If we extrapolate these trends, 2029 and 2030 may look like enormous (even relative to today), distributed training runs for heavily multimodal (text, image, video, and audio input and output) models. These models may be able to autonomously perform long-horizon tasks, such as: building complex web applications, creating detailed visual media, managing a team of and writing detailed research on computer science, artificial intelligence, mathematics, physics, and more (chemistry and biology may require more human intervention due to laboratory tasks).

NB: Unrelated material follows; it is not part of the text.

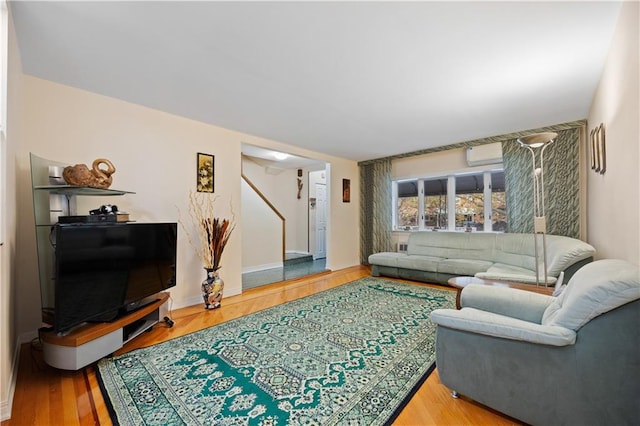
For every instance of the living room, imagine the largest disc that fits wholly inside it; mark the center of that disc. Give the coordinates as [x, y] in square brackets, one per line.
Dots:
[154, 152]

This would be the beginning of massive job automation, where most white-collar jobs would be able to be fully replaced by AI. Depending on the manufacturing speed of general-purpose (e.g. humanoid) robots, we may start to see significant blue-collar job replacement as well.

It would also be the beginning of a lack of scarcity (relative to today's society). After controlling for potential governmental increases of monetary supply, prices for nearly every good or service should drop significantly, as the cost of producing them drops, and as overall efficiency increases.